SKANDAL OLAY MUĞLA MENTEŞE’DE GERÇEKLEŞTİ
Muğla’nın Menteşe ilçesinde 16 Eylül 2024’te yaşanan çirkin olay, iki kız çocuğuna yönelik istismar eylemiyle gündeme geldi. 6 ve 9 yaşlarındaki kız çocuklarına istismarda bulunan sanık Mehmet Ali Çakmak, tutuklandı.
AKIL SAĞLIĞINI İDDİA ETTİ
İlk duruşmada sanık Çakmak, akıl sağlığının bozuk olduğunu belirtti ve “Karakoldaki ifademde atılı suçlamayı kabul etmediğimi söylesem de neden öyle dediğimi hatırlamıyorum. Olayın nasıl olduğunu da hatırlamıyorum. Çocuklar parktaydı, oraya vardığımda şuurum bozulduğu için ne yaptığımı hatırlamıyorum” dedi. Mahkeme heyeti, bu iddiayı değerlendirerek adli tıptan akıl sağlığı raporu istedi. Adli Tıp Kurumu, sanığın akıl sağlığının yerinde olduğuna ve ceza ehliyetine sahip olduğuna karar verdi.
CEZASI AÇIKLANDI
Davanın dördüncü duruşmasında sanık Mehmet Ali Çakmak’a, bir çocuk yönünden “cinsel taciz” ve diğer çocuk yönünden “cinsel istismar” suçlarından toplam 6 yıl 9 ay hapis cezası verildi. Mahkeme, sanığın tutukluluk halinin devam etmesine karar verdi. Mağdur çocuklardan birinin avukatı Alev Öztürk, kararı istinaf mahkemesine taşıyacaklarını açıkladı. Öztürk, sanığın akıl sağlığının yerinde olmadığını iddia ettiğini belirterek, “Adli Tıp Kurumu raporu ile sanığın işlediği suç eylemi bakımından ceza ehliyetini ortadan kaldıracak herhangi bir rahatsızlığın olmadığı tespit edildi” dedi.
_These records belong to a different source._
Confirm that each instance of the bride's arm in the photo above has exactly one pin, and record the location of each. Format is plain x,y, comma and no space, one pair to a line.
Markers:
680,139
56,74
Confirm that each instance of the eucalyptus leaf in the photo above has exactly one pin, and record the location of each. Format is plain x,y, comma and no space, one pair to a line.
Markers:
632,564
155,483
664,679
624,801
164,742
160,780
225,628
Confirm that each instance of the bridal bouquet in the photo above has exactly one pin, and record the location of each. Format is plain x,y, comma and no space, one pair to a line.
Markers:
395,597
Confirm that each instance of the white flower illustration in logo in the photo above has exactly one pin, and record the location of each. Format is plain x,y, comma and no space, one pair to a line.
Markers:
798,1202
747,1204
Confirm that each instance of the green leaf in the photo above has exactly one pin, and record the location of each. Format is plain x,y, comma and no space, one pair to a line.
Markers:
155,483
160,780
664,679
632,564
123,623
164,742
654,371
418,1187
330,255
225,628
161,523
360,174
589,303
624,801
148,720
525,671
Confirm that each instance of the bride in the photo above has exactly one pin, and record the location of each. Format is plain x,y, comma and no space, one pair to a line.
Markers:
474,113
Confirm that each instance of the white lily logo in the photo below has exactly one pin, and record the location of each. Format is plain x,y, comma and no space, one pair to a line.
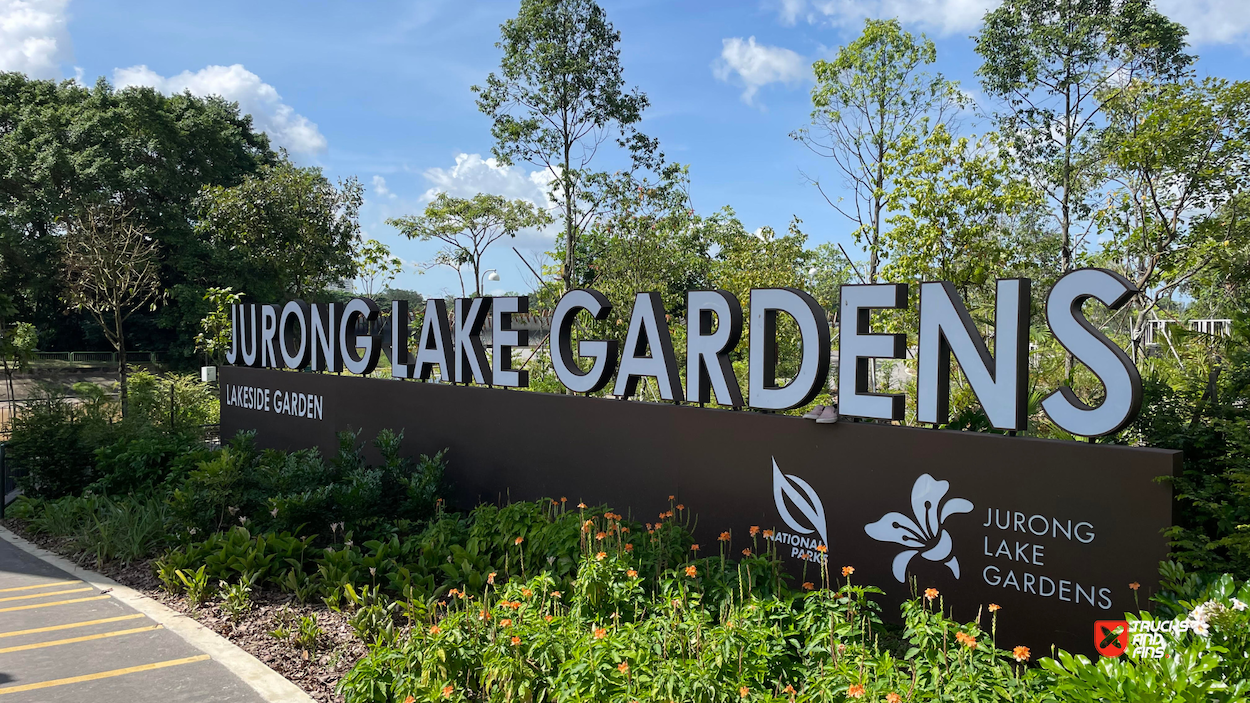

MAHKEME KARARINI GÖZDEN GEÇİRECEKLER
Öztürk, mahkemenin sanığı iki çocuk için ayrı ayrı toplam 6 yıl 9 ay hapis cezasına çarptırdığını aktararak, “Mahkeme, sanığın cezasını ikinci çocuk açısından eylemine uyan suçun vasfını yanlış değerlendirdi. Sanığı, çocuğa karşı cinsel taciz suçu nedeniyle en alt sınırdan cezalandırdı. Ancak biz sanığın bu çocuğa karşı da cinsel istismar suçunu işlediği kanaatindeyiz” şeklinde konuştu. Ayrıca, sanığın cinsel istismar suçundan cezanın üst sınırdan verilmesi gerektiği görüşünü iletti.
ŞİDDETLE MÜCADELEDE HEMEN ADIM ATILMALI
Alev Öztürk, “Mahkemenin sanık hakkında takdiri indirim uygulamaması, bizim açımızdan olumlu, ancak mahkemelerin kadına ve çocuğa yönelik şiddet ile mücadelede gereken sorumluluğu yerine getirmesi gerektiğini unutmaması önemli” dedi. Öztürk, mahkemelerin uluslararası sözleşmeler gereği, dosyanın somut durumunu değerlendirerek en üst haddin, cezalandırma da dikkatli davranmaları gerektiğinin altını çizdi. Bu eğilimlerin, kadına ve çocuğa yönelik şiddet vakalarının artmasına ve faillerin cesaretlenmesine yol açtığını belirtti.